Everyone knows that kids will have a great time at Camp Tuolumne, but what about adults? And what about adults who don't especially like camping, hiking, swimming, sweating, and being dirty? Is there something fun for them to do? Yes! Here are my 5 favorite things.
- Reading. This may seem obvious but it really is the Number One thing I look forward to every year. This is the only time of the year when I can sit, relatively undisturbed, for the better part of the day, with a book. I start planning my book bag a few weeks before camp. Usually I can finish off two books and 5 New Yorkers in a 5-night camp stay.
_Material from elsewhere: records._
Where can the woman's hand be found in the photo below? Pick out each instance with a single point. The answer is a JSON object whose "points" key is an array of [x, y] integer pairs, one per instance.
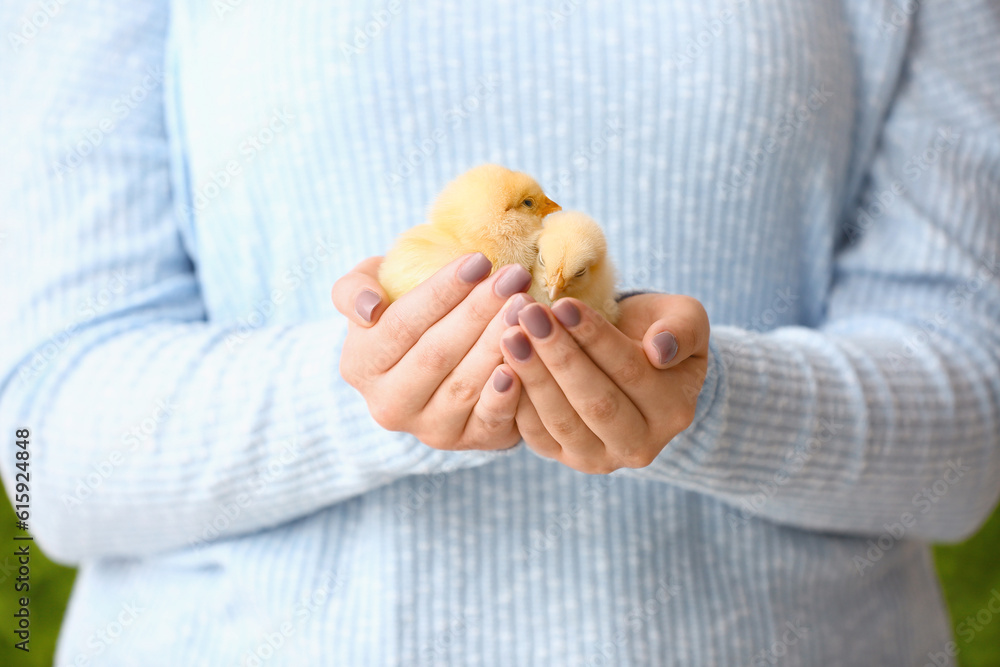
{"points": [[598, 398], [429, 364]]}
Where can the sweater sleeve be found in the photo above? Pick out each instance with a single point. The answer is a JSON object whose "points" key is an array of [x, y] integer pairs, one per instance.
{"points": [[887, 414], [151, 429]]}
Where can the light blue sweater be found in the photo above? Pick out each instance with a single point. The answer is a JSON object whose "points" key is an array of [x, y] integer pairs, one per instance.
{"points": [[182, 185]]}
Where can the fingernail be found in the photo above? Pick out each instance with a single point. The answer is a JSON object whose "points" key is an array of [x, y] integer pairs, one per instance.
{"points": [[536, 321], [366, 303], [510, 317], [567, 314], [514, 279], [518, 345], [502, 382], [666, 346], [475, 268]]}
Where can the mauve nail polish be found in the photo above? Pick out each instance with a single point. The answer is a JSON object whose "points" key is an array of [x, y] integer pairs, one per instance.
{"points": [[518, 345], [475, 268], [666, 346], [567, 313], [366, 303], [536, 321], [514, 279]]}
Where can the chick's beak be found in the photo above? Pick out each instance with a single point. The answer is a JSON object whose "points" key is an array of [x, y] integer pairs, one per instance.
{"points": [[549, 206], [556, 288]]}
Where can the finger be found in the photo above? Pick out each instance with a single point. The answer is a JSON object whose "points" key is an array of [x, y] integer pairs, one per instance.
{"points": [[531, 428], [444, 345], [558, 416], [680, 334], [491, 424], [358, 294], [606, 410], [619, 356], [463, 385], [406, 319]]}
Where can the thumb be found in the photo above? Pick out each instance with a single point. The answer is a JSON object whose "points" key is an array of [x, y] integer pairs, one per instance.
{"points": [[681, 332], [358, 295]]}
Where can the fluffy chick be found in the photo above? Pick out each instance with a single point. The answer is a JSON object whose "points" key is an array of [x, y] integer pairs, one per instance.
{"points": [[573, 261], [489, 209]]}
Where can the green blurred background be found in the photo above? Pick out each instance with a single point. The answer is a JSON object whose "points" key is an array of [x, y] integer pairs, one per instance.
{"points": [[969, 573]]}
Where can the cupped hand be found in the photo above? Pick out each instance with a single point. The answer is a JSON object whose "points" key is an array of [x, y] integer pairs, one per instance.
{"points": [[429, 364], [598, 398]]}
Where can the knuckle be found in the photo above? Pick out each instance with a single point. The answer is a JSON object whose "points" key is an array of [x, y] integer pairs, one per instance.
{"points": [[560, 360], [681, 417], [639, 457], [603, 408], [593, 466], [386, 415], [397, 328], [442, 292], [630, 372], [462, 391], [434, 360], [589, 328], [563, 427], [480, 310], [438, 440]]}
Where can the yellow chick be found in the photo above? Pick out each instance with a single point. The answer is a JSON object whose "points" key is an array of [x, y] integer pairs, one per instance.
{"points": [[573, 261], [489, 209]]}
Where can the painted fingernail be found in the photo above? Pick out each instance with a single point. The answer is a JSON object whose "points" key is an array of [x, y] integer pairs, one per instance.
{"points": [[666, 346], [502, 382], [518, 345], [366, 303], [514, 279], [536, 321], [475, 268], [567, 314], [510, 317]]}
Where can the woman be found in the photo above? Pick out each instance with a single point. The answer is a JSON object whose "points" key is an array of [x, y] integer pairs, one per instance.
{"points": [[820, 179]]}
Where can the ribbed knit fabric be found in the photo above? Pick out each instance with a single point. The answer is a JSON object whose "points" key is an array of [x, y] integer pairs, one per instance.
{"points": [[181, 186]]}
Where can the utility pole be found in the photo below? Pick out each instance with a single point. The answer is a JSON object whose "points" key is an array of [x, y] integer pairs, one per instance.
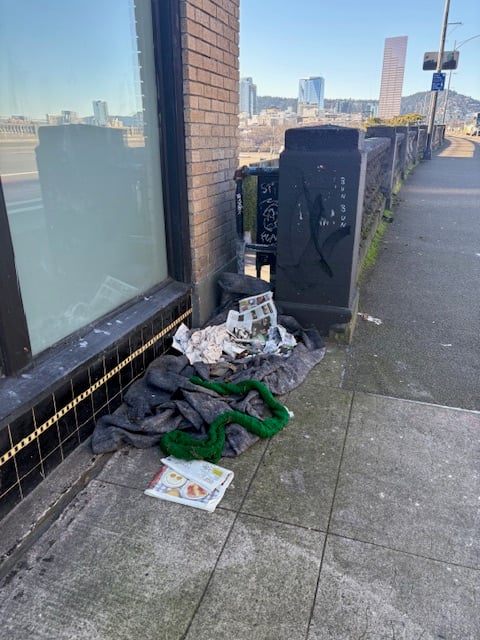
{"points": [[433, 100], [455, 48]]}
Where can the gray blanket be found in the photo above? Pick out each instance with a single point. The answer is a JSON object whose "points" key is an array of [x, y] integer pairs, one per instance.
{"points": [[164, 398]]}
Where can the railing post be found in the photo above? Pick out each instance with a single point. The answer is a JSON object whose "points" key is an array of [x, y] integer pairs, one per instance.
{"points": [[321, 190]]}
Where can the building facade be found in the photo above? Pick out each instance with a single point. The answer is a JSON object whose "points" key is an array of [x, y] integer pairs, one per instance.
{"points": [[100, 112], [110, 237], [311, 91], [393, 70], [248, 97]]}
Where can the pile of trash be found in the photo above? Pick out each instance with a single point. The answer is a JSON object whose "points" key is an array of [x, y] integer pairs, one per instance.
{"points": [[251, 330], [247, 340]]}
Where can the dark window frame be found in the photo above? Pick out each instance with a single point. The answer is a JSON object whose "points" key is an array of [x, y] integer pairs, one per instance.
{"points": [[15, 349]]}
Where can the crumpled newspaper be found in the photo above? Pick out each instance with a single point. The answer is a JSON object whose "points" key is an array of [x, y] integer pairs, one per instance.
{"points": [[204, 345], [215, 343]]}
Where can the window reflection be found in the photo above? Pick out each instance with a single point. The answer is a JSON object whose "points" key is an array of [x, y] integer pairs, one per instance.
{"points": [[82, 184]]}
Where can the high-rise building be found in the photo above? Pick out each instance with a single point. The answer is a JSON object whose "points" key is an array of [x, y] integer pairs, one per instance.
{"points": [[311, 91], [248, 96], [100, 112], [392, 76]]}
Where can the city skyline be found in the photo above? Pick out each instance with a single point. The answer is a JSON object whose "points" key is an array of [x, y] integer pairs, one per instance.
{"points": [[345, 44], [393, 69]]}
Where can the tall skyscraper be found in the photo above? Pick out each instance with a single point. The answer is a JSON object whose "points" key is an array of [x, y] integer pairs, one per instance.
{"points": [[311, 91], [100, 112], [392, 76], [248, 96]]}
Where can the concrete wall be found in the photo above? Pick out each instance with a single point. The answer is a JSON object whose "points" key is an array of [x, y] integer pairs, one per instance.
{"points": [[210, 31]]}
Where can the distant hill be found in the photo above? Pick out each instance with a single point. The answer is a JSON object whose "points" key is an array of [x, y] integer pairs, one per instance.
{"points": [[458, 105]]}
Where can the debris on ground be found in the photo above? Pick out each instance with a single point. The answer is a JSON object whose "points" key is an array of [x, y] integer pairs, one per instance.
{"points": [[370, 318], [250, 330], [167, 398]]}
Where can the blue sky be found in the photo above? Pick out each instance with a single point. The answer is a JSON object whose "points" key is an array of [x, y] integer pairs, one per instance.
{"points": [[57, 55], [343, 41]]}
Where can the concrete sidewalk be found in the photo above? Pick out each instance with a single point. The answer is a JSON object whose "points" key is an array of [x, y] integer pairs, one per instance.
{"points": [[425, 287], [359, 520]]}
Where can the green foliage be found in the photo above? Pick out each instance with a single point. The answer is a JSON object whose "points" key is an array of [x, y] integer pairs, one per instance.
{"points": [[374, 248], [412, 119]]}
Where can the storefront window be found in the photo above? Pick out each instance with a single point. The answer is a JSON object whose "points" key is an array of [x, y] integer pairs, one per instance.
{"points": [[80, 159]]}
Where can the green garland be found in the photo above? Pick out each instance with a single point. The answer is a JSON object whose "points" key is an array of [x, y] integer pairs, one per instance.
{"points": [[183, 445]]}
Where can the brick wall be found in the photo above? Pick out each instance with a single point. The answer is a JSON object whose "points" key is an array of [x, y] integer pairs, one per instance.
{"points": [[210, 31]]}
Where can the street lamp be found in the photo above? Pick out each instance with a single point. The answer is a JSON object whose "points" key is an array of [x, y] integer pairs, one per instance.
{"points": [[433, 102], [455, 48]]}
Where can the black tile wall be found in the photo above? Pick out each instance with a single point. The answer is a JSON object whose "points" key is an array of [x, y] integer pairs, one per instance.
{"points": [[43, 449]]}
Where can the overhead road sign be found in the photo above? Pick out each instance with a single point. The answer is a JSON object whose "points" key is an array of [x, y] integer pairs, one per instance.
{"points": [[449, 60], [438, 82]]}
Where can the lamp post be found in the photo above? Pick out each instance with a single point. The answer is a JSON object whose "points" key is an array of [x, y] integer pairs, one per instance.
{"points": [[433, 101], [455, 48]]}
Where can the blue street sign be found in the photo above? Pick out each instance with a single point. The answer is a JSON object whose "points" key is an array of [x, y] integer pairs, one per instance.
{"points": [[438, 82]]}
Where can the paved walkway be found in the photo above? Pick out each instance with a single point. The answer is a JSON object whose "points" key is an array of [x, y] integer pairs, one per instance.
{"points": [[425, 287], [359, 520]]}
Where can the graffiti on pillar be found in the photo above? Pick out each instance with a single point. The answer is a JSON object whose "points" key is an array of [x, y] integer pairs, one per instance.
{"points": [[267, 215], [320, 219]]}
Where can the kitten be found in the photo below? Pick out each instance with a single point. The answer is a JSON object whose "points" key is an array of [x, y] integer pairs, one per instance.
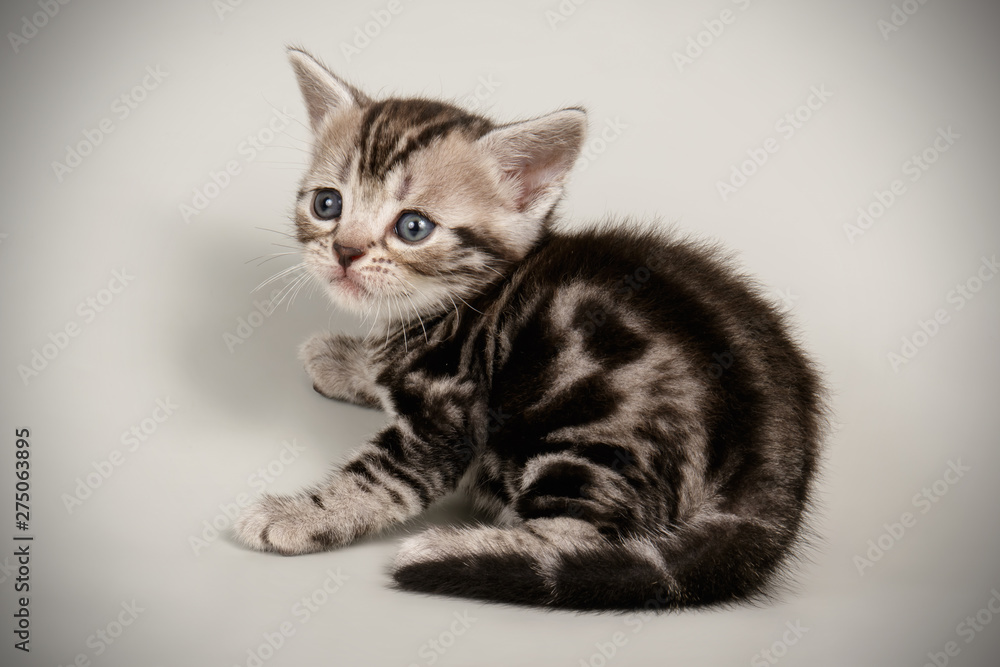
{"points": [[631, 412]]}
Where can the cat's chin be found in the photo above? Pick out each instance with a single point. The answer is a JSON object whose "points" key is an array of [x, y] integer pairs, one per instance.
{"points": [[349, 295]]}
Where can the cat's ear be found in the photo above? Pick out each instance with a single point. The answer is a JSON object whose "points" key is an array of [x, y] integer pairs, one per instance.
{"points": [[322, 89], [538, 155]]}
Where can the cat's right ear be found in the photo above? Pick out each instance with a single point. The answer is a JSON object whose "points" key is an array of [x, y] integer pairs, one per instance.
{"points": [[322, 90]]}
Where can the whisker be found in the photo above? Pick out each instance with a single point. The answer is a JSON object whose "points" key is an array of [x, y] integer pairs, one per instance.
{"points": [[301, 266]]}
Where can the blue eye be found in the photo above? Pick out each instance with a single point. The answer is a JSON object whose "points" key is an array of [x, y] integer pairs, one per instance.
{"points": [[327, 204], [413, 227]]}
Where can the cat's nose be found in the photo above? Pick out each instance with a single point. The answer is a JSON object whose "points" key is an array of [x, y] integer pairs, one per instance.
{"points": [[346, 255]]}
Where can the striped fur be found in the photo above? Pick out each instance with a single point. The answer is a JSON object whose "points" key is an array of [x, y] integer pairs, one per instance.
{"points": [[632, 414]]}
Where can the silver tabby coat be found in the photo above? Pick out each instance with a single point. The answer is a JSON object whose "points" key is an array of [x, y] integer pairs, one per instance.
{"points": [[633, 415]]}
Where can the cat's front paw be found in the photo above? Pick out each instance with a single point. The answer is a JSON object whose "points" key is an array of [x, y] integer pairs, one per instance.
{"points": [[288, 525], [338, 366]]}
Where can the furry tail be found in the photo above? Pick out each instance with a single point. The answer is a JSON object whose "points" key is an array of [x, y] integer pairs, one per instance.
{"points": [[566, 563]]}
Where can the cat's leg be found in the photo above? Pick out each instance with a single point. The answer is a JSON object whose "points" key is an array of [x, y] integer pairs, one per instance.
{"points": [[341, 368], [580, 545], [389, 480]]}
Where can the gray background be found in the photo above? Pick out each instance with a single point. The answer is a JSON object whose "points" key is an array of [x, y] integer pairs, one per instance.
{"points": [[681, 130]]}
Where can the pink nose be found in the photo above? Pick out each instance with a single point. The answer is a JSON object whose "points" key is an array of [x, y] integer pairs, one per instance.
{"points": [[346, 255]]}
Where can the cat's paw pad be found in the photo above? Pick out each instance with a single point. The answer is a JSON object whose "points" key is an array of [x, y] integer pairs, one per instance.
{"points": [[285, 525]]}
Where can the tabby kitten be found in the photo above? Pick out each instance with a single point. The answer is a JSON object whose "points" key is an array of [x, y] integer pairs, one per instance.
{"points": [[633, 415]]}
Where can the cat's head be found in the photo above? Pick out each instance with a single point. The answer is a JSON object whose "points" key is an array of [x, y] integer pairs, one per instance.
{"points": [[411, 205]]}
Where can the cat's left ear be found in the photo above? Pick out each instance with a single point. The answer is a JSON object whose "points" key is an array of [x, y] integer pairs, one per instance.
{"points": [[322, 89], [538, 155]]}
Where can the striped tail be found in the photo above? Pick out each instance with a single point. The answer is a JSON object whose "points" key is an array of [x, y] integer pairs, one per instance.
{"points": [[565, 563]]}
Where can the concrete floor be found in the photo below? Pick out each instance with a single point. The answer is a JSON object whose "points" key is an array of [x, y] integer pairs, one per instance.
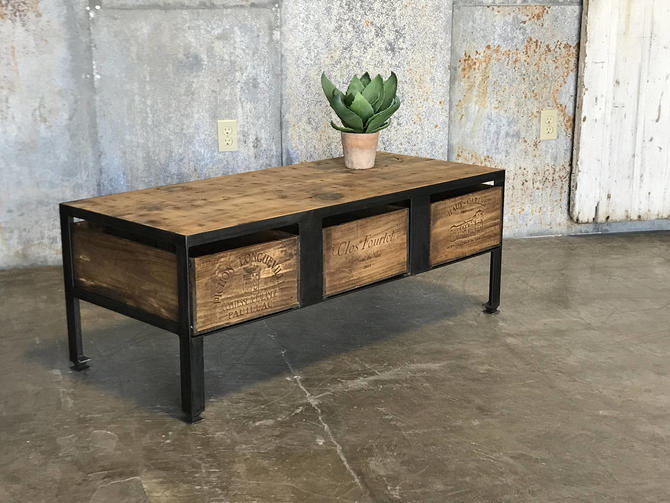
{"points": [[403, 392]]}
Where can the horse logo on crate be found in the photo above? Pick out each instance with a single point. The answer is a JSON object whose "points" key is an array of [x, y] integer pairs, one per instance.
{"points": [[251, 279], [223, 275], [470, 226]]}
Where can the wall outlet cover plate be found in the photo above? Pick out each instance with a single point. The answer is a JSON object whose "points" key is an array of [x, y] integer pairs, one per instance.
{"points": [[227, 135], [548, 124]]}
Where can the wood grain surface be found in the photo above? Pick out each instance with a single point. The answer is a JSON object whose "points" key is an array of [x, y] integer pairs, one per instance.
{"points": [[464, 225], [244, 283], [138, 275], [364, 251], [218, 203]]}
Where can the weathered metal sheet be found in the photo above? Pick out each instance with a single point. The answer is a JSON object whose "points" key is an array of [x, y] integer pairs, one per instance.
{"points": [[622, 148], [508, 63]]}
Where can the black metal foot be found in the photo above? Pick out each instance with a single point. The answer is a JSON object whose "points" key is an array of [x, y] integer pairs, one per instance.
{"points": [[81, 363], [192, 419], [489, 309]]}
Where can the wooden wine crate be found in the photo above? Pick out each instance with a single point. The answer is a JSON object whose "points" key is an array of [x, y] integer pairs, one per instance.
{"points": [[126, 271], [241, 283], [365, 250], [464, 225]]}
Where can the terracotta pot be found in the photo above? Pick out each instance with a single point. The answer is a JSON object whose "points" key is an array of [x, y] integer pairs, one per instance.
{"points": [[360, 149]]}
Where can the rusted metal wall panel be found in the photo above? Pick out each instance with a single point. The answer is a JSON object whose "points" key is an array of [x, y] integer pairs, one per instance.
{"points": [[622, 160], [510, 61]]}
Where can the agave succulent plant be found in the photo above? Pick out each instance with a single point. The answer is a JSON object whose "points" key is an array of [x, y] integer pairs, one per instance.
{"points": [[367, 105]]}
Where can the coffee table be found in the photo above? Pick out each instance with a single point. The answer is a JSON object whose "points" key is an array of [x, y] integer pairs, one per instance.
{"points": [[198, 257]]}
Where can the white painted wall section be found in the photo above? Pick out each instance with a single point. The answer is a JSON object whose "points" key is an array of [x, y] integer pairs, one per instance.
{"points": [[621, 163]]}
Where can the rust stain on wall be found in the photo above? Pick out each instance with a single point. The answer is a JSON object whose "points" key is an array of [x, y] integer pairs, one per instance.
{"points": [[18, 9], [469, 157], [533, 13], [540, 70]]}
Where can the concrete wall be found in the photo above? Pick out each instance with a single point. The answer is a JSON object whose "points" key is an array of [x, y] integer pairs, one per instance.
{"points": [[111, 95], [47, 138]]}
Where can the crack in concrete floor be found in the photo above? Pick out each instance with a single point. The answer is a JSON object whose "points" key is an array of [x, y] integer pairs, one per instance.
{"points": [[315, 405]]}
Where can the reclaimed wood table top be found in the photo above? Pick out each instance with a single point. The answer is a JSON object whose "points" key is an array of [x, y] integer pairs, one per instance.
{"points": [[200, 206]]}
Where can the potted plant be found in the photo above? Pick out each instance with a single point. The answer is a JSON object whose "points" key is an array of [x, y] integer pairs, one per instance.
{"points": [[364, 110]]}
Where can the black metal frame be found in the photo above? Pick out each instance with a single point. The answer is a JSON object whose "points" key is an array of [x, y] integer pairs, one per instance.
{"points": [[309, 226]]}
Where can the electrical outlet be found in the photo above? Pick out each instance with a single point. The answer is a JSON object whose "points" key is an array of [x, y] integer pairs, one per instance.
{"points": [[227, 133], [548, 124]]}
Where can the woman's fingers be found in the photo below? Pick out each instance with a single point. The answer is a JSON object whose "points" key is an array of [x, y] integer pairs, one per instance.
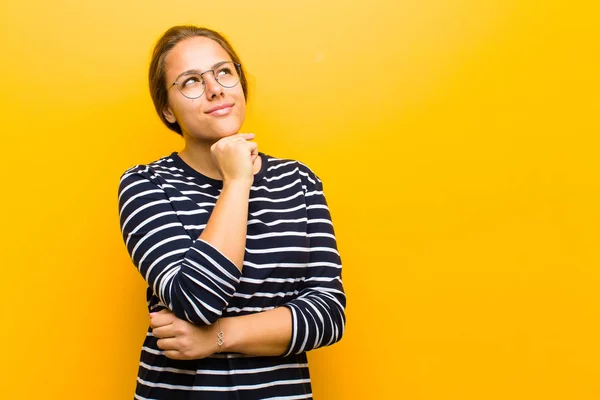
{"points": [[164, 331], [168, 344], [161, 319]]}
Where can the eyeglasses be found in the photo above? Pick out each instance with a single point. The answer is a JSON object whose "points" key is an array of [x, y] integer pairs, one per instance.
{"points": [[191, 84]]}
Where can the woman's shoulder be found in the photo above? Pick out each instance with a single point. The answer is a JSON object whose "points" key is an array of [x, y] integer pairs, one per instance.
{"points": [[150, 169], [277, 166]]}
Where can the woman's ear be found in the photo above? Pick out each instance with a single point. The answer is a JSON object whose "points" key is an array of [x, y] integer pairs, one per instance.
{"points": [[168, 114]]}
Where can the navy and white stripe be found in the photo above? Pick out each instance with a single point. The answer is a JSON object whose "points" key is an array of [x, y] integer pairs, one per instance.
{"points": [[291, 260]]}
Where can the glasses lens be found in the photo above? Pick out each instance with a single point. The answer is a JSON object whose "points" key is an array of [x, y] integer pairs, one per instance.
{"points": [[191, 86], [227, 74]]}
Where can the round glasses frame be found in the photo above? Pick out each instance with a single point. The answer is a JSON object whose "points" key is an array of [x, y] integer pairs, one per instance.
{"points": [[238, 68]]}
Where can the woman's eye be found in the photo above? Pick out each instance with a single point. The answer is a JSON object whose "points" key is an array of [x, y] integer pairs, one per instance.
{"points": [[191, 81], [224, 71]]}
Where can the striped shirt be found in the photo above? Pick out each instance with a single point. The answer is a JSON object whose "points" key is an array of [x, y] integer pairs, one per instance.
{"points": [[290, 260]]}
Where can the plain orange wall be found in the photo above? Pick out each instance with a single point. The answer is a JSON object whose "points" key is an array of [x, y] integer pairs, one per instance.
{"points": [[458, 144]]}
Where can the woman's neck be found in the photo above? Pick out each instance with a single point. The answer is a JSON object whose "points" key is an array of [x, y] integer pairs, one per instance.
{"points": [[197, 155]]}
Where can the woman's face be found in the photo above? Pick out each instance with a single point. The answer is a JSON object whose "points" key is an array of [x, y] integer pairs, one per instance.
{"points": [[219, 111]]}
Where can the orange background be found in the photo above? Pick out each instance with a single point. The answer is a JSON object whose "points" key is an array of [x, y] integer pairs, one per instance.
{"points": [[458, 142]]}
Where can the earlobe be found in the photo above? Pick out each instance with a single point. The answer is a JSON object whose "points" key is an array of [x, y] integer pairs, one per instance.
{"points": [[169, 116]]}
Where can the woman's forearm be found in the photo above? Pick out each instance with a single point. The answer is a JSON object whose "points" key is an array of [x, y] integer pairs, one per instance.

My favorite spot to read is on the island, overlooking the swimming area. My second favorite spot is on the porch of my cabin, while the rest of the family is off doing crafts or swimming or hiking or whatever. (Yes, it is OK to be both anti-social and anti-active at Tuolumne!)
- Yummy hot meals at regular intervals, prepared by someone else, and the only clean-up you have to do is you taking your plate to the wash-up window and tossing it in to the teenager who's doing the actual work. When's the last time you got something warm to eat for breakfast EVERY single morning? Tip: In addition to the main breakfast offering on the table, hot cereal (oatmeal or cream of wheat or even grits) is available at the Picky Eater Table but there may be a long line, so plan accordingly.
- Quiet Hour: sign the child(ren) up for Kiddie Camp, put a cot out on the porch, stretch out with a book under the trees, and alternately read and snooze. Hey! It's so quiet!
- Early morning in the dining hall: coffee ...rocker ... book ... fire ... There's a revolving group of early morning regulars who start the fire, make the coffee, and claim one of the rocking chairs in front of the fireplace. This could be you, if you like to get up before 7am. This is a great place to go if you came with a baby who wakes up at 6am. Once the kitchen staff gets going, you will have the pleasure of listening to early morning grunge rock or hip-hop or oldies, played loud enough to wake up all those 16 year old kitchen hands who are making breakfast for everyone. This is part of the charm of being an early morning regular.
- Happy Hour (explained above). Try to go to Camp Tuolumne at the same time as your friend who thinks of everything and packs the station wagon to the gills with little plastic containers of this and that and a giant-sized ice chest full of goodies, so you can have delicious gourmet snacks at Happy Hour.